Covid Emergency’s Over, Biden Declares, but Many Emergency Declarations Remain

Emergencies enable the vast expansion of the regulatory state — no wonder the government is slow to call an end to them.


Seven months ago, President Biden told a 60 Minutes interviewer that “the pandemic is over.” That didn’t stop his administration from repeatedly extending emergency declarations and measures and from seeking hundreds of billions of dollars more to combat Covid-19.

Congress has apparently had enough. A bipartisan group of legislators recently passed a resolution sponsored by Republican Representative Paul Gosar of Arizona to terminate the Covid-19 national-emergency declaration originally proclaimed in March 2020.

The support of so many Democrats is remarkable considering that less than two years ago Gosar was censured and stripped of committee assignments by House Democrats for posting an altered Japanese anime video showing a figure with Gosar’s superimposed face attacking figures with the faces of Biden and Representative Alexandria Ocasio-Cortez — a video that Gosar insisted was symbolic and not meant to “espouse violence or harm toward any member of Congress.”

Biden had repeatedly extended the national emergency and failed to provide Congress with six-month accountings of all expenditures related to dealing with the emergency, as required by the National Emergencies Act.

The resolution passed the House, 229–197, on February 1, and then, with the support of multiple organizations including the Competitive Enterprise Institute, passed the Senate with an even stronger majority of 68–23 on March 29. Biden waited until April 10, seemingly in as inconspicuous a way as possible, to sign the measure to which he had earlier expressed strong objections.

This new law is good news. Unfortunately, it is not the end of the various and sundry government emergency declarations that have enabled so much government overreach. The Covid emergency was proclaimed pursuant to sections 201 and 301 of the National Emergencies Act and Section 1135 of the Social Security Act. It gave the secretary of Health and Human Services authority to temporarily waive or modify certain requirements related to Medicare, Medicaid, the State Children’s Health Insurance Program, and the Health Insurance Portability and Accountability Act, all of which were used to expand government programs. But many other emergency measures still extant rely on different statutes.

The secretary of HHS declared a public-health emergency on January 31, 2020, under section 319 of the Public Health Service Act (42 U.S.C. 247d). That PHE remains in effect today, although the administration has finally indicated it may be allowed to expire on May 11. It was repeatedly renewed by the Biden administration to justify government expansion of the welfare state, included an explosion in numbers of Medicaid enrollees as states were barred from doing eligibility determinations and disenrolling ineligible people while the PHE was in effect. More than one in four Americans are now covered by Medicaid. States are just now starting the arduous process of doing redeterminations on bloated rolls as allowed under the recently enacted Consolidated Appropriations Act. It is estimated that 18 million people will be removed, the majority of whom are not eligible for Medicaid.

On the same day in 2020 that he declared a national emergency, President Trump issued an emergency declaration, pursuant to the Stafford Act Section 501(b), authorizing assistance for Covid-19 response efforts for all U.S. states, territories, and the District of Columbia. This allowed the Federal Emergency Management Agency (FEMA) to supplement the efforts of HHS and state, territorial, tribal, and local governments. FEMA has provided over $104 billion nationwide. FEMA has announced that it will end the “incident period” — the interval during which an emergency occurred — on May 11. While most incident periods cover only days or weeks, the more-than-three-year incident period for the Covid-19 pandemic is by far the longest in FEMA’s history.

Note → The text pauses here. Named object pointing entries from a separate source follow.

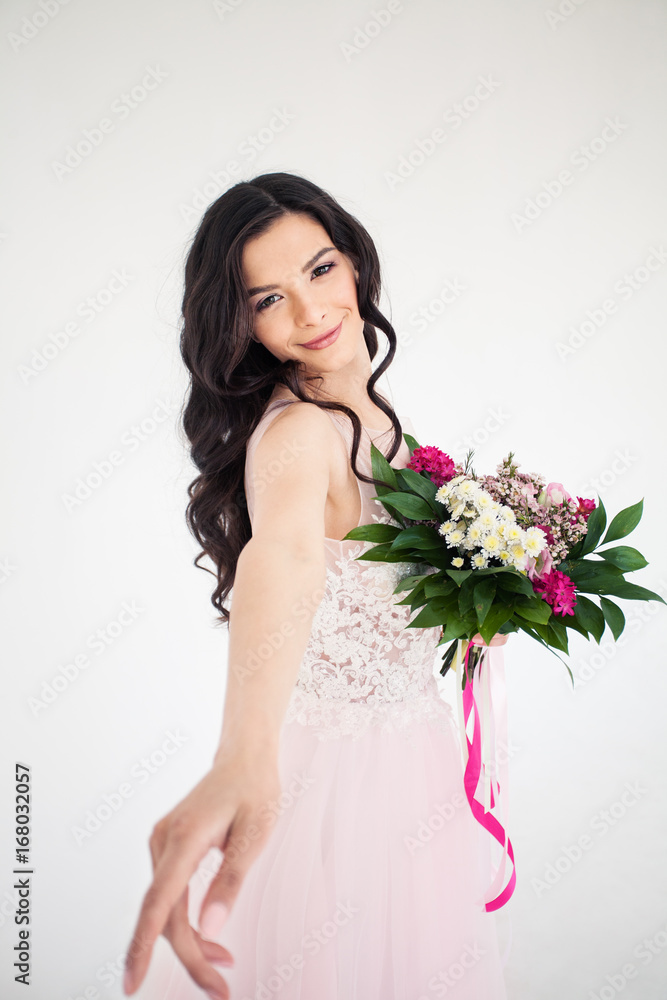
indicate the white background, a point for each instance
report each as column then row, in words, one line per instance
column 486, row 366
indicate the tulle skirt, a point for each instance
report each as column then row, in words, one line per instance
column 369, row 887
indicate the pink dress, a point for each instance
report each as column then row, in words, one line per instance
column 370, row 884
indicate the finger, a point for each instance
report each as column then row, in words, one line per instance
column 186, row 944
column 183, row 850
column 239, row 853
column 179, row 924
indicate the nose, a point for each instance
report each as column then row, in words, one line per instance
column 308, row 309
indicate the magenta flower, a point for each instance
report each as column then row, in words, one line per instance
column 585, row 507
column 558, row 590
column 436, row 463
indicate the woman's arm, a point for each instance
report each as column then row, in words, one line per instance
column 279, row 583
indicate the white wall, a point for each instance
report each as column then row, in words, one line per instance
column 593, row 414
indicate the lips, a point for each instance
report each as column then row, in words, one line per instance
column 323, row 336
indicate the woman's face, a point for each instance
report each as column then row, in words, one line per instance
column 300, row 287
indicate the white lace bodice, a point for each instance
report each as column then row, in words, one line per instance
column 361, row 666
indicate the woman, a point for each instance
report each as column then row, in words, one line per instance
column 351, row 867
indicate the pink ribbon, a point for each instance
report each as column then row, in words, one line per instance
column 475, row 768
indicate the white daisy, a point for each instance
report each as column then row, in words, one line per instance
column 468, row 489
column 483, row 500
column 487, row 520
column 535, row 540
column 455, row 537
column 492, row 544
column 475, row 532
column 513, row 533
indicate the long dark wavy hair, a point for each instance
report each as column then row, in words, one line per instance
column 232, row 376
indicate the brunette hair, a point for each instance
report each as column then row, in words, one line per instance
column 232, row 375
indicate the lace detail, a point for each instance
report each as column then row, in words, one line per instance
column 362, row 667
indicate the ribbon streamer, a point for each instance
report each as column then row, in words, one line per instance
column 480, row 758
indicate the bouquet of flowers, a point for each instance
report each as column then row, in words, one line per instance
column 501, row 554
column 510, row 552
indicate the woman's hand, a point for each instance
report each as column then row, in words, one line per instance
column 227, row 809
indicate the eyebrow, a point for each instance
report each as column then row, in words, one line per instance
column 306, row 267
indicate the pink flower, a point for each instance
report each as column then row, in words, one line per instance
column 556, row 493
column 558, row 590
column 538, row 568
column 436, row 463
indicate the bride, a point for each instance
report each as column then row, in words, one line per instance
column 349, row 868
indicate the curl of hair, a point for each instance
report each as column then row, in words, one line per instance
column 232, row 376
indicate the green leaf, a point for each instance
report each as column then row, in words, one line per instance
column 413, row 536
column 569, row 621
column 411, row 581
column 429, row 616
column 601, row 583
column 536, row 611
column 494, row 620
column 421, row 485
column 466, row 595
column 595, row 525
column 408, row 505
column 631, row 592
column 554, row 634
column 625, row 557
column 613, row 616
column 624, row 522
column 589, row 617
column 455, row 628
column 373, row 533
column 517, row 583
column 485, row 591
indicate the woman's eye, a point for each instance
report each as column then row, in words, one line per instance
column 263, row 303
column 322, row 266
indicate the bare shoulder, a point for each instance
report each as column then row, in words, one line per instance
column 292, row 470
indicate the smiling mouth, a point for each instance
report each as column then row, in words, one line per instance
column 323, row 336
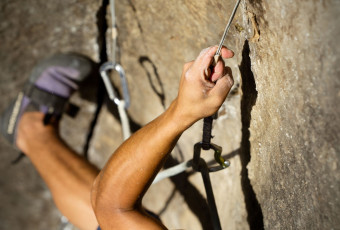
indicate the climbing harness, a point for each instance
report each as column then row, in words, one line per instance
column 124, row 102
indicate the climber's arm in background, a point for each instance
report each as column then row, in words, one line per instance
column 120, row 186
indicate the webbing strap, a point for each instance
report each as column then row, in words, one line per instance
column 42, row 97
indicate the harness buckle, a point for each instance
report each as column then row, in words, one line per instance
column 104, row 69
column 217, row 155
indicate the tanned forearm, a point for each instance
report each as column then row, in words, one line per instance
column 120, row 186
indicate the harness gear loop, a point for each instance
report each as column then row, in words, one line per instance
column 123, row 103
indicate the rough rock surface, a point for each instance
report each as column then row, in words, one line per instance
column 278, row 127
column 30, row 31
column 294, row 108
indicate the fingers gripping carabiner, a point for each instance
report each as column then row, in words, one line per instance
column 104, row 69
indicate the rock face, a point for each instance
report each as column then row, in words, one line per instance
column 30, row 31
column 294, row 105
column 278, row 127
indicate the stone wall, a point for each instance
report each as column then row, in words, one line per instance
column 278, row 127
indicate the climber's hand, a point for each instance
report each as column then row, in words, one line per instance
column 198, row 97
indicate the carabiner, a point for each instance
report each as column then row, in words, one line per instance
column 104, row 68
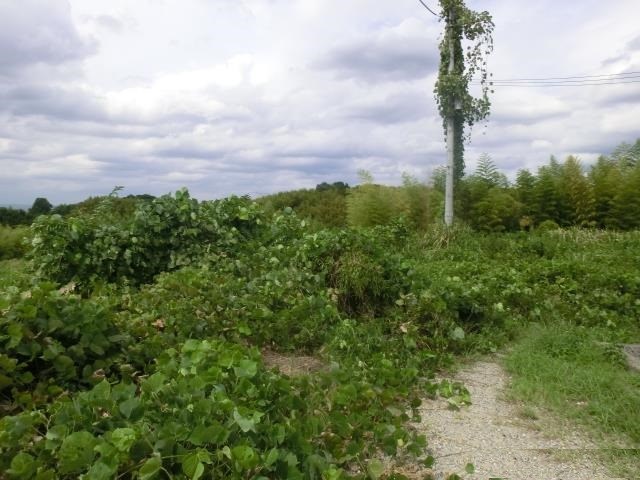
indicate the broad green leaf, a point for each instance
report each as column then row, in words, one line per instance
column 76, row 452
column 245, row 456
column 212, row 434
column 131, row 408
column 246, row 368
column 375, row 468
column 150, row 468
column 23, row 466
column 271, row 457
column 123, row 438
column 101, row 470
column 245, row 424
column 458, row 334
column 192, row 466
column 154, row 383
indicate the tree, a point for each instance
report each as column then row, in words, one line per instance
column 579, row 193
column 605, row 176
column 41, row 206
column 456, row 105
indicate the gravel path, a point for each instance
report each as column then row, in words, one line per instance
column 493, row 435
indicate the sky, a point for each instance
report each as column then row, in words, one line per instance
column 259, row 96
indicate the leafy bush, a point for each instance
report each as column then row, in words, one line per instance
column 164, row 234
column 51, row 342
column 12, row 242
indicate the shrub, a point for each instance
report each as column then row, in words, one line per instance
column 12, row 242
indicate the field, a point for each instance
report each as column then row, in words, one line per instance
column 132, row 345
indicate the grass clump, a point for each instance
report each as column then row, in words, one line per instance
column 12, row 242
column 575, row 373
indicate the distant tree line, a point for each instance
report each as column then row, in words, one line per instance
column 558, row 194
column 14, row 217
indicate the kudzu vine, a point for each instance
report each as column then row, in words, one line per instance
column 452, row 89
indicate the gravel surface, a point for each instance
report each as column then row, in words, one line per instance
column 493, row 435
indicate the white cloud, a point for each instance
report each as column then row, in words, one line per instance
column 256, row 96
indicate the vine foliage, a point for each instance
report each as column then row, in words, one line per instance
column 452, row 88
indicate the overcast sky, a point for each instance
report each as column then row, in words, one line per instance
column 258, row 96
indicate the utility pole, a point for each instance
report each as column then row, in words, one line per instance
column 448, row 197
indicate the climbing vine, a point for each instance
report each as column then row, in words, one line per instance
column 452, row 88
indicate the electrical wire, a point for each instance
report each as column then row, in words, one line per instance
column 427, row 7
column 610, row 76
column 542, row 85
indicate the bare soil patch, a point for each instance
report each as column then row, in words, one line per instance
column 292, row 365
column 501, row 439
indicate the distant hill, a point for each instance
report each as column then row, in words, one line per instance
column 19, row 206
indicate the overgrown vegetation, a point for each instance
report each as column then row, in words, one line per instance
column 560, row 194
column 135, row 349
column 12, row 242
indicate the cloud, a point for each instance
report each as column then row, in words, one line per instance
column 398, row 53
column 38, row 32
column 398, row 107
column 66, row 103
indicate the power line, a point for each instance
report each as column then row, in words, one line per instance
column 427, row 7
column 542, row 85
column 584, row 77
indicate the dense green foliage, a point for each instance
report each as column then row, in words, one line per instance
column 12, row 242
column 135, row 350
column 324, row 205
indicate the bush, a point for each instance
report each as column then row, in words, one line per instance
column 162, row 235
column 12, row 242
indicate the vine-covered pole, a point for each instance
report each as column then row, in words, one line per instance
column 448, row 197
column 456, row 105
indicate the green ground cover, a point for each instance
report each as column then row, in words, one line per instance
column 140, row 336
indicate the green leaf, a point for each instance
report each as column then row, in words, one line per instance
column 131, row 408
column 150, row 468
column 375, row 468
column 154, row 383
column 211, row 434
column 244, row 456
column 245, row 424
column 76, row 452
column 192, row 466
column 23, row 466
column 458, row 334
column 123, row 438
column 246, row 368
column 101, row 470
column 102, row 391
column 272, row 457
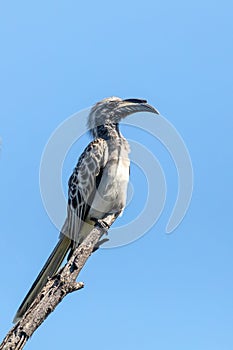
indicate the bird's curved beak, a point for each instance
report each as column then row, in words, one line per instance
column 133, row 105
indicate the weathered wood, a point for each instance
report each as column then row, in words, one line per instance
column 63, row 283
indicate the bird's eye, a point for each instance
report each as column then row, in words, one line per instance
column 135, row 100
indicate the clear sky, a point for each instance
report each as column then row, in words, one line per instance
column 57, row 57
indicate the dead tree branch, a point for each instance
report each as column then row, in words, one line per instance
column 63, row 283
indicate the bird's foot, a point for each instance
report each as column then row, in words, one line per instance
column 102, row 224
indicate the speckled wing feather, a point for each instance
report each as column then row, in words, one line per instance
column 82, row 187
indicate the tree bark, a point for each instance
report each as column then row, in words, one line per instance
column 61, row 284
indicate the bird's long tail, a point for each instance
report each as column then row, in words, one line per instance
column 50, row 268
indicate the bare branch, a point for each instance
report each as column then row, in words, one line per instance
column 63, row 283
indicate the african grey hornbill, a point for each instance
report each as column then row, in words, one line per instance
column 98, row 185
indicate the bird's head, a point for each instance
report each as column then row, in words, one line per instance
column 112, row 109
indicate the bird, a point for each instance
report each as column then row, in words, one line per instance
column 97, row 188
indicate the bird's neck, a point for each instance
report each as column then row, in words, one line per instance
column 107, row 131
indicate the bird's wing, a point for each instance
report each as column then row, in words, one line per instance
column 82, row 186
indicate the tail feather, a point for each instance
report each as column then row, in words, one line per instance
column 50, row 268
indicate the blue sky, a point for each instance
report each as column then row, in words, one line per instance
column 162, row 291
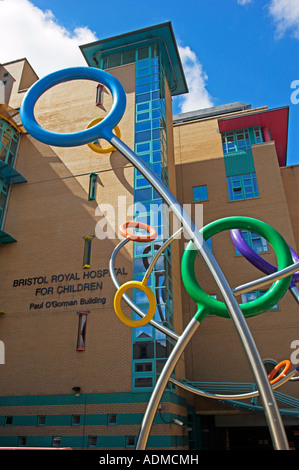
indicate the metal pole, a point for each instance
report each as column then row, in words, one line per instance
column 272, row 414
column 162, row 382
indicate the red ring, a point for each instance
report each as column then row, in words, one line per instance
column 286, row 364
column 138, row 238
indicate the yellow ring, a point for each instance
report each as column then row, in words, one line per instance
column 93, row 146
column 152, row 303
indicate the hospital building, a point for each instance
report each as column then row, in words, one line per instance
column 73, row 375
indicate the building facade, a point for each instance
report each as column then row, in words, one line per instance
column 73, row 375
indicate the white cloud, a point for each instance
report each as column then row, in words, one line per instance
column 198, row 96
column 286, row 16
column 27, row 31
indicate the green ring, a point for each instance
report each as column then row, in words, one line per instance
column 207, row 304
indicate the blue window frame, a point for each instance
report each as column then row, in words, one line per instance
column 241, row 139
column 255, row 241
column 249, row 296
column 242, row 187
column 200, row 193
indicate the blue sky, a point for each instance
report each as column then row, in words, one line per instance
column 232, row 50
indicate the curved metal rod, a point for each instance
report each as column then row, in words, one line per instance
column 264, row 281
column 132, row 304
column 273, row 417
column 160, row 251
column 219, row 396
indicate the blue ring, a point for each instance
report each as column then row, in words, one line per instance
column 102, row 130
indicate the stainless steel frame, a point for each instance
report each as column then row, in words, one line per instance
column 271, row 410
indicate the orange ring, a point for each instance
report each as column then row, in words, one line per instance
column 138, row 238
column 286, row 364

Ending the national emergency, the Stafford Act incident period, and the Covid-19 PHE will not affect the Food and Drug Administration’s ability to issue emergency-use authorizations for various products, including tests, treatments, and vaccines. EUAs are allowed under Section 564 of the Federal Food, Drug, and Cosmetic Act. The FDA has not committed to rescinding current EUAs, refraining from issuing new ones, or completely returning to its usual approval practices.

Ending the national-emergency proclamation is a welcome step in dismantling the relentless expansion of the regulatory state that occurred during the pandemic. But there is much work left to do.